Minimal residual disease is an old concept in hematology, but relatively new to myeloma, where its achievement had been hampered by lack of very effective therapies until now. With the combinations in use in myeloma, we are able to achieve deep responses, well beyond the discriminatory ability of traditional measurements of monoclonal protein or morphological assessment of the bone marrow. Using multicolor flow or next generation sequencing, we are able to detect less than one in a million myeloma cells in the bone marrow, and together with imaging to detect minimal amounts of disease outside the marrow, minimal residual disease (MRD) nativity has been defined and added to the current consensus response criteria. Based on the current data, we believe that it can be a valid surrogate endpoint for clinical trials to predict survival outcomes. Whether it can be used to guide therapy for an individual patient remains unclear and is the subject of future clinical trials.
Q: What are the latest developments in identifying molecular predictors of outcome and drug response in multiple myeloma?
Understanding the biology of disease and mechanism-of-action of drugs will allow us to maximize the use of a particular drug in myeloma.

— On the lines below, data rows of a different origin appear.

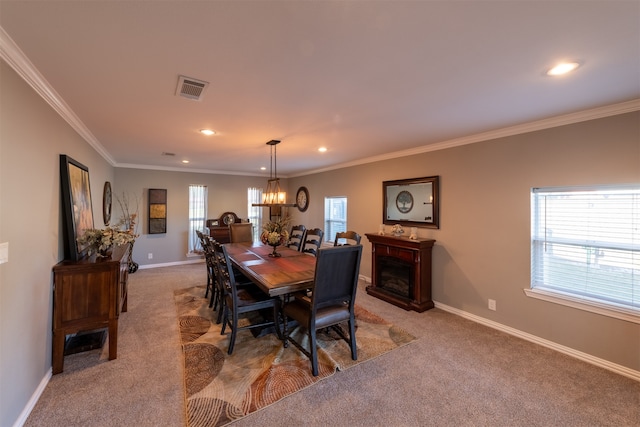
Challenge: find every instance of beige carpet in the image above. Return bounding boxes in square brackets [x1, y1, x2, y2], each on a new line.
[175, 286, 415, 427]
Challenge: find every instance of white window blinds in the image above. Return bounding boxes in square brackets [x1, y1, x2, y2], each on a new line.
[531, 186, 640, 314]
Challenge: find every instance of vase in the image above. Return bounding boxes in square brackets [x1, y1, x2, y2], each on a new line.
[127, 240, 138, 273]
[269, 244, 282, 258]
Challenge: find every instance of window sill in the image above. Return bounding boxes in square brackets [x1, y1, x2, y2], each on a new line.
[523, 288, 640, 324]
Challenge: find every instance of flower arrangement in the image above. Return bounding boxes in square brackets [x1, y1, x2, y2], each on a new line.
[78, 217, 138, 256]
[260, 216, 291, 247]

A better understanding of the targets of the currently available class of drugs has enabled us to start developing novel approaches to reversing drug resistance. In the setting of IMiDs® (Celgene, New Jersey, US), identification of cereblon as a target of the drug has led to identification of several important downstream pathways. Development of Venetoclax highlights another opportunity for targeted therapy that can be selected based on the molecular characteristics of the tumor cells.
Q: Could you highlight any other developments we may expect to hear about in 2017?
Advances in the treatments will continue to headline the progress in myeloma, However, more sensitive techniques of disease measurement such as mass spec based assays for detecting very small amounts of monoclonal protein as well as blood based assays for detection of circulating tumor cells or DNA has the potential to identify more stringent MRD negative status. Increasingly there is a pivot towards early intervention in myeloma, and several trials are looking at the possibility of treating smoldering myeloma with the goal of potentially curing the disease.